Penetration Testing mailing list archives
Re: rose fragmentation attack
From: "R. DuFresne" <dufresne () sysinfo com>
Date: Tue, 10 Jul 2007 11:30:56 -0400 (EDT)
-----BEGIN PGP SIGNED MESSAGE----- Hash: SHA1No, it's about resource exhaustion. Now there are various resources that can be exhausted, the first being the width/breadth of the pipe, others being memory, storage space, the tcp/ip stack, etc.
There have been some pretty large sites/companies that have suffered denial of service attacks, some so sever they have been knocked out of business. It's just the nature of the game...

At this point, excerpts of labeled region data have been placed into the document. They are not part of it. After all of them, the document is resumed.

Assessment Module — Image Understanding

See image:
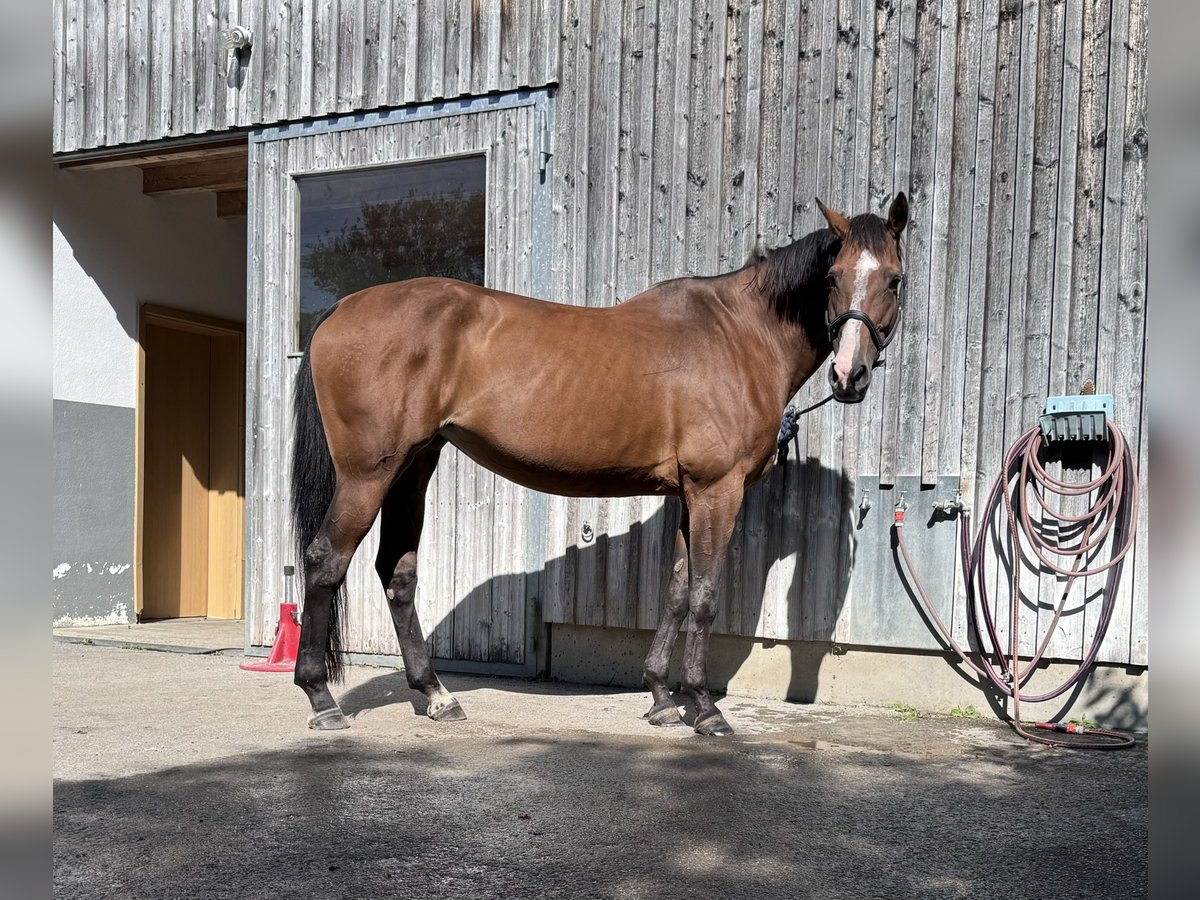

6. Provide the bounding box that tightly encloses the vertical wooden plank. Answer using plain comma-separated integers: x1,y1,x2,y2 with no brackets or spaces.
938,0,989,646
449,0,475,95
329,0,352,113
192,0,224,133
581,4,622,306
1022,4,1070,653
170,0,196,136
760,2,800,247
83,0,108,146
650,0,692,282
878,4,912,485
204,337,246,619
493,0,520,90
415,2,444,100
1065,0,1110,667
558,4,592,306
707,4,744,274
1102,0,1150,666
937,0,984,480
920,0,960,485
50,0,68,154
677,0,726,275
997,0,1039,654
480,2,505,92
894,2,946,475
1086,2,1128,662
854,4,900,482
148,4,174,137
101,0,130,144
568,497,608,625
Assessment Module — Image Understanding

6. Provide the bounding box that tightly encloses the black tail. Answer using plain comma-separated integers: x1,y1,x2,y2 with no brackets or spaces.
292,306,346,682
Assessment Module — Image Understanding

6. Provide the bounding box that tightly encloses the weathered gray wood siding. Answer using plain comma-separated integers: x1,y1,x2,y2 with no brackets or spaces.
542,0,1147,664
52,0,560,152
246,106,539,666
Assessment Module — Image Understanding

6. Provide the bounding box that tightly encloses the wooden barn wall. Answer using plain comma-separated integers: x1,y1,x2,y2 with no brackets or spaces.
542,0,1147,665
52,0,560,152
246,106,538,666
70,0,1148,665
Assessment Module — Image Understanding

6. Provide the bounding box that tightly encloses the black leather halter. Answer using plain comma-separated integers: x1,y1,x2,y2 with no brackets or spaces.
826,275,904,365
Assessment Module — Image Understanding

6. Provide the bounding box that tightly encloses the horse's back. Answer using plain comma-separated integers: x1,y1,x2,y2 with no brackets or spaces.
311,278,777,494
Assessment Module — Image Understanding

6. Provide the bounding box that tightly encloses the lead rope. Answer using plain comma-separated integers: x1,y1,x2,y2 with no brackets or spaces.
775,391,833,464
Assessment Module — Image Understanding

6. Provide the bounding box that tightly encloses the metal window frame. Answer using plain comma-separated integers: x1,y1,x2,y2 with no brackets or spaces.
242,85,554,677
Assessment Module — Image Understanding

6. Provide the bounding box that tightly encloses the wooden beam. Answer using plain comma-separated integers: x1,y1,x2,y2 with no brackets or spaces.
142,156,246,194
61,138,246,169
217,191,248,218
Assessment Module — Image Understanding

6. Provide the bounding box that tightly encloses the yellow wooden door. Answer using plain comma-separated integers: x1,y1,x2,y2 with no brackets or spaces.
140,317,244,619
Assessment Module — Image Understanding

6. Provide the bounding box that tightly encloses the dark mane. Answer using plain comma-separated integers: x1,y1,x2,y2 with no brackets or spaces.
746,212,900,346
748,228,841,346
850,212,888,257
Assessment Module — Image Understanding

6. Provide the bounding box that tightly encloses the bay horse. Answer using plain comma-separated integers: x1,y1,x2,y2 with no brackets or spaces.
292,193,908,734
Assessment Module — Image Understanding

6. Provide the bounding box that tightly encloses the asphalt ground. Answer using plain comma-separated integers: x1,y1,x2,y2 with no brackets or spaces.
53,643,1148,900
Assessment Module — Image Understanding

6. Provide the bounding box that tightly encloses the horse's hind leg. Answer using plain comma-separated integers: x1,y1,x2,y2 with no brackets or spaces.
376,440,467,721
642,504,688,725
294,476,390,731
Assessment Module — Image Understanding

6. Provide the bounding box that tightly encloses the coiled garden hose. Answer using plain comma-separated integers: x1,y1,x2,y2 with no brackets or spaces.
893,421,1139,750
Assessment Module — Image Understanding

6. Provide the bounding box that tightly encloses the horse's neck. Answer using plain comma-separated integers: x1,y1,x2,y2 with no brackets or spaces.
720,271,833,402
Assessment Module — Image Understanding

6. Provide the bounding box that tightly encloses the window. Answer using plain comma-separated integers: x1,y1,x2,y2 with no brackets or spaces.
296,155,486,344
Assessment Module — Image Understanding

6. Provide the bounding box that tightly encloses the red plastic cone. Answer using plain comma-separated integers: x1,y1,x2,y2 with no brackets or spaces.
240,604,300,672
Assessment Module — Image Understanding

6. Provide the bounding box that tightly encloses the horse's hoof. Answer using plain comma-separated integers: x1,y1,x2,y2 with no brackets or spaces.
428,698,467,722
695,712,733,738
308,707,350,731
642,703,685,727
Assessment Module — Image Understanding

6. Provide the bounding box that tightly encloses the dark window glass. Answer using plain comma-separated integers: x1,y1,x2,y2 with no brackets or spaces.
296,156,486,343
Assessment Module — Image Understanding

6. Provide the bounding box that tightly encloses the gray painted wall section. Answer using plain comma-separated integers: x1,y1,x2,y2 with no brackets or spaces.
53,400,134,625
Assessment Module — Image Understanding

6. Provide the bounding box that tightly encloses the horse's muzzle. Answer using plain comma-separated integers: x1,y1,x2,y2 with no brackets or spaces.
829,364,871,403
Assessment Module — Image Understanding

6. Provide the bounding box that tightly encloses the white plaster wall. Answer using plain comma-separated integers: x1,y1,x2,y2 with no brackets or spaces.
53,167,246,408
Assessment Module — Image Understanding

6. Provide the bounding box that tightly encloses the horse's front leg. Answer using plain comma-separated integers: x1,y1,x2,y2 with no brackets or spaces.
642,505,688,725
683,475,745,734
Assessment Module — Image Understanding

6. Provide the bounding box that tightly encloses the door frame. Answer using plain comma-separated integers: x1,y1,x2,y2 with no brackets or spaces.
133,302,246,618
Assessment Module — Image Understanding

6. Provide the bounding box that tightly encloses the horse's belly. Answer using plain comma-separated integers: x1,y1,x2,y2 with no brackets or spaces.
442,425,679,497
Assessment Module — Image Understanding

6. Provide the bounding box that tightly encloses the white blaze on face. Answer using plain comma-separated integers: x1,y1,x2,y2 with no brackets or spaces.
833,250,880,388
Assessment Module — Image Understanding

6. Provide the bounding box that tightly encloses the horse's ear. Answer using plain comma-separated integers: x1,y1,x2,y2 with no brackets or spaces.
814,197,850,240
888,191,908,238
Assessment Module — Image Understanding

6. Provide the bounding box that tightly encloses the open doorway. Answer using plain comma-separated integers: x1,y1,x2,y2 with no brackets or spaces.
136,305,245,620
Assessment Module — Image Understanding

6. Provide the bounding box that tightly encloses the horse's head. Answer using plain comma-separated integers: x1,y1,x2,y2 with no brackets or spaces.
817,193,908,403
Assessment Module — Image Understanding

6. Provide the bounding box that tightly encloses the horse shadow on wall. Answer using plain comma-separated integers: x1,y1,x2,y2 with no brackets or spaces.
340,458,857,715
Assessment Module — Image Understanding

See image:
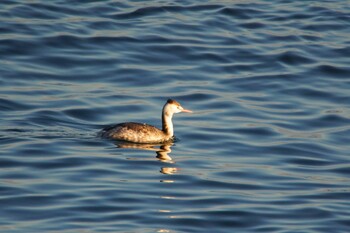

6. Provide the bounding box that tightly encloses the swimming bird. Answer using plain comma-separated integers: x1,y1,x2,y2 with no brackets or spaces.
100,99,192,143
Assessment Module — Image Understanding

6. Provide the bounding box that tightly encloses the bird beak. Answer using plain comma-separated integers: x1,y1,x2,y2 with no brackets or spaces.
181,109,192,113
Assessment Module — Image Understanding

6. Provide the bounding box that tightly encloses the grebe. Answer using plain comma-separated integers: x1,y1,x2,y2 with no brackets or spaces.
100,99,192,143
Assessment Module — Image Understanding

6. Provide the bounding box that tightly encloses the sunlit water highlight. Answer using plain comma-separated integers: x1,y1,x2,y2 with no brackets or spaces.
0,0,350,233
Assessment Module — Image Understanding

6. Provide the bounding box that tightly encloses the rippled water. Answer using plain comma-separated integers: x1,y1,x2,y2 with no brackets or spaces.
0,0,350,233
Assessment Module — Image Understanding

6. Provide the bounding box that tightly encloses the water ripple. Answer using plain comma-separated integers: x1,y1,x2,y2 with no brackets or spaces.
0,0,350,232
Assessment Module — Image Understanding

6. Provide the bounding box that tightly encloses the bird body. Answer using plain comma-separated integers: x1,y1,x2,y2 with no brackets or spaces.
100,99,192,143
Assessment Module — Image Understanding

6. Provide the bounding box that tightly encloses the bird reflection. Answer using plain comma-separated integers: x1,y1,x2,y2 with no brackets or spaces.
115,141,178,177
115,141,173,162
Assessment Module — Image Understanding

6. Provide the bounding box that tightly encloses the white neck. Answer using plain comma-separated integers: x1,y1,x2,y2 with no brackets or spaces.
162,106,174,136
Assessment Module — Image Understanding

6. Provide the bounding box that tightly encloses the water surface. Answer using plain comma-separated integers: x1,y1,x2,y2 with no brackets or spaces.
0,0,350,233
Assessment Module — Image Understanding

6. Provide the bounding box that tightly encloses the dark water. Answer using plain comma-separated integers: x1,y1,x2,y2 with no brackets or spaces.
0,0,350,233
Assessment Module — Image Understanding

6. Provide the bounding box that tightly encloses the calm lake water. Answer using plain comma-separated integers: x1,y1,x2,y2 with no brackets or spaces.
0,0,350,233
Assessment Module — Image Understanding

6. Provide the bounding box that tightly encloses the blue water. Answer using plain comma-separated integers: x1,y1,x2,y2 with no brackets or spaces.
0,0,350,233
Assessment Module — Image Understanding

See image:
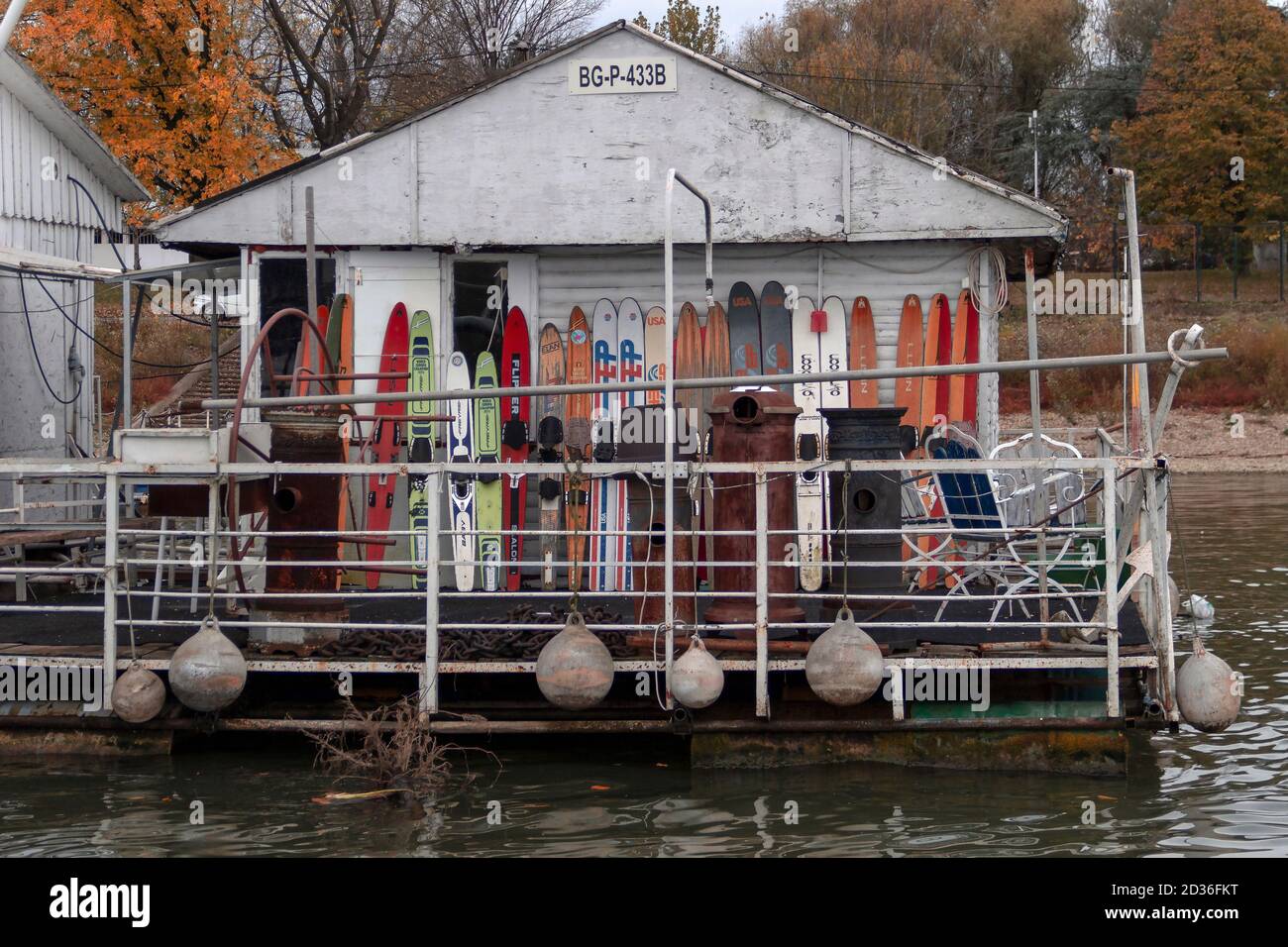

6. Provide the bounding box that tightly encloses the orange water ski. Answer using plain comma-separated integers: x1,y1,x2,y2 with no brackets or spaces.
850,296,880,407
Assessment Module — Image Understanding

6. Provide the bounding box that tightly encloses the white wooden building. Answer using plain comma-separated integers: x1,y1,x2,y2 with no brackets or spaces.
0,51,149,458
158,21,1068,448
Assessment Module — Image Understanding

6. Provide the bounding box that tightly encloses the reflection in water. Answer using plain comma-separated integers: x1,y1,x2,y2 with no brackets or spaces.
0,474,1288,856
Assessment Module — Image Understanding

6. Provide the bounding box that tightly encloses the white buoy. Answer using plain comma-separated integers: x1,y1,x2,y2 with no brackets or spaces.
805,607,885,707
1176,635,1243,733
112,664,164,723
671,635,724,710
1181,595,1216,621
537,611,613,710
1130,576,1181,635
170,614,246,712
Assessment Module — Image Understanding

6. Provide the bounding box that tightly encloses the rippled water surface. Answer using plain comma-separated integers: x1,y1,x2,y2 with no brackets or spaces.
0,475,1288,856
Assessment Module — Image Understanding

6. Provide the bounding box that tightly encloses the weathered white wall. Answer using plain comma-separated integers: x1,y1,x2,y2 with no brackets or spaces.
0,78,121,472
160,29,1061,246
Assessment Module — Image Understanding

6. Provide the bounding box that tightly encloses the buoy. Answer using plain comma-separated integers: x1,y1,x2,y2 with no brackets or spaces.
671,635,724,710
1181,595,1216,621
805,607,885,707
170,614,246,712
1176,635,1243,733
112,664,164,723
537,611,613,710
1130,576,1181,635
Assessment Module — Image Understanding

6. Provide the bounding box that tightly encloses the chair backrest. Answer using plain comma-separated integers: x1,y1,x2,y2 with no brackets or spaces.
989,433,1087,526
927,427,1006,533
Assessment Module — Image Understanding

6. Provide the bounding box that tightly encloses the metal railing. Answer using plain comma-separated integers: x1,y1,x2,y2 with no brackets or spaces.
0,458,1175,721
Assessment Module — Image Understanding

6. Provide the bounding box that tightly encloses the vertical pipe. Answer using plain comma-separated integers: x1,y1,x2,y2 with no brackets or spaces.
1024,248,1051,642
121,279,131,428
1194,224,1203,303
1279,220,1284,303
664,167,675,710
1100,460,1122,719
427,472,442,716
152,517,170,621
103,474,121,710
206,476,220,614
756,469,769,719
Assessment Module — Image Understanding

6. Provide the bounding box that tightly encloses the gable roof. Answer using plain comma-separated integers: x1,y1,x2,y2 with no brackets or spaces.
154,20,1068,243
0,49,150,201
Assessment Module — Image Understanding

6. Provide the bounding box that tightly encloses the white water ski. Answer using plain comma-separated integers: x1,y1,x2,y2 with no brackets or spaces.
793,296,824,591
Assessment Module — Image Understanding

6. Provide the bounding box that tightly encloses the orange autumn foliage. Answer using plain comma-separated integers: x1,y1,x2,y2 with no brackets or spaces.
14,0,291,223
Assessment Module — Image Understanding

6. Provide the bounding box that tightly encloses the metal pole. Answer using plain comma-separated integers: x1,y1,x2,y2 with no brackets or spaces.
1100,462,1122,719
1194,224,1203,303
427,473,442,717
121,277,131,428
103,474,121,710
662,167,715,710
756,471,769,719
1024,248,1051,642
1279,220,1284,303
300,187,322,386
201,348,1231,411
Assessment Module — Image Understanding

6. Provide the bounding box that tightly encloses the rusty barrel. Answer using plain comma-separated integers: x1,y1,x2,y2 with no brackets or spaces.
705,388,805,637
632,528,697,625
262,411,344,612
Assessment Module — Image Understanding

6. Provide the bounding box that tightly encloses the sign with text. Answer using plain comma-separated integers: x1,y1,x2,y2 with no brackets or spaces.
568,55,677,95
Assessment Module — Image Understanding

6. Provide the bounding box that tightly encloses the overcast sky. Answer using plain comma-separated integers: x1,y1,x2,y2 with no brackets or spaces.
595,0,783,43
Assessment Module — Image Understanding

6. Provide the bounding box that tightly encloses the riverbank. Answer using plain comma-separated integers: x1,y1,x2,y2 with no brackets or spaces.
1002,409,1288,473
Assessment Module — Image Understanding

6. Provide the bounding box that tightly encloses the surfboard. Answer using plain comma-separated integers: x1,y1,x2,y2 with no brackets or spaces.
613,296,644,591
930,292,953,419
726,282,760,377
760,279,788,389
443,352,478,591
644,305,671,404
590,299,621,591
894,292,924,443
501,305,532,591
958,291,979,429
366,303,406,590
675,303,703,451
326,292,353,394
791,296,823,591
406,311,438,588
474,352,502,591
537,322,567,590
564,307,593,588
850,296,880,407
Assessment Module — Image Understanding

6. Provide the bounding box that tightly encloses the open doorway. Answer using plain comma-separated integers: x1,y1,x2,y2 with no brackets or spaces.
452,261,510,378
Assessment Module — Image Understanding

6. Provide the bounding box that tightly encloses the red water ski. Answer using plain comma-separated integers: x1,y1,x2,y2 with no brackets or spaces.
501,305,532,591
366,303,407,590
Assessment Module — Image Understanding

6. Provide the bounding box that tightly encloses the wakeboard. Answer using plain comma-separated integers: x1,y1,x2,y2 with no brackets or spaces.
501,305,532,591
537,322,567,590
366,303,406,590
474,352,502,591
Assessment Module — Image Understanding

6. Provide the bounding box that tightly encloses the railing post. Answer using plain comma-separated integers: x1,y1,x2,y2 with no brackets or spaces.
13,476,27,601
1100,460,1122,719
756,467,769,719
103,474,119,711
427,472,443,719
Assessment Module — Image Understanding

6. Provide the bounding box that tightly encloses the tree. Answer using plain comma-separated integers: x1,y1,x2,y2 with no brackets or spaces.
635,0,722,55
16,0,288,223
1115,0,1288,228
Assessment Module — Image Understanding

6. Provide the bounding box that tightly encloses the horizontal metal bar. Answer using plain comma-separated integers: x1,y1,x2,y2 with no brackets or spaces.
201,348,1229,411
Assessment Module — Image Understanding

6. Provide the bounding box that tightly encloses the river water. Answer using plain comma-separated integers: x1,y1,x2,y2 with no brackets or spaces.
0,474,1288,856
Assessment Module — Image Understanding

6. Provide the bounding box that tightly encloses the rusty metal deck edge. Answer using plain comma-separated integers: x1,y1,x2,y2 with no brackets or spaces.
0,716,1169,736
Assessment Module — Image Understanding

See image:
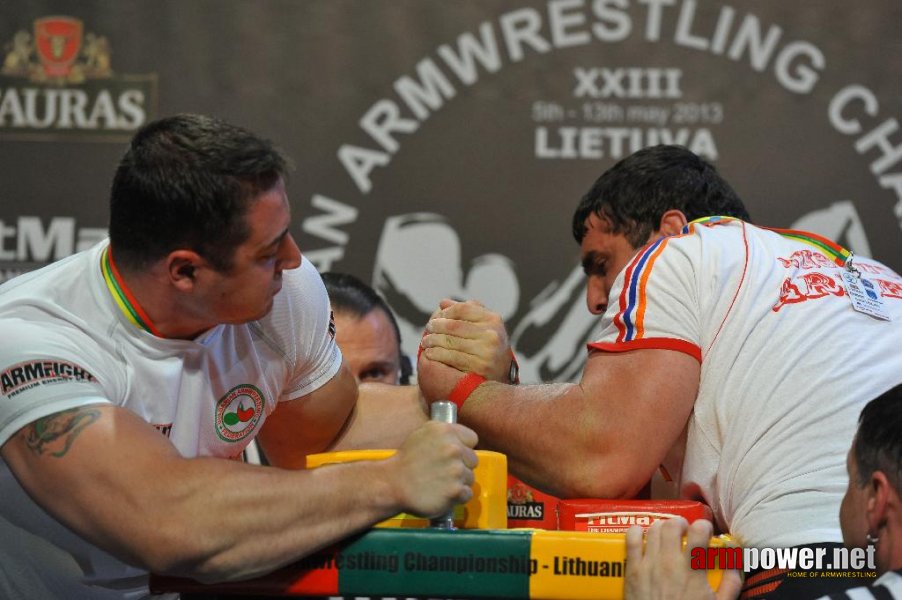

Thanks, Ron DuFresne On Mon, 9 Jul 2007, Jay wrote:
I often fine it interesting that folks make comments that few if any exist of any item just because they have no experience or the clients they deal with fail to effectively plan for Disaster Recovery or Business Continuity. There are thousands of Nodes that are resilent enough to resist different levels of DOS. It may be important to know if it would take several thousand or several million connections to take them offline. Its about threshhold assessment. After looking at the fine Web Design that sysinfo.com has though I guess I shouldnt be surprised by your short sightedness or your DUH. Nice spining animated .GIF from the 80's.
Yes, it's been about that long since I put any real work into the site son.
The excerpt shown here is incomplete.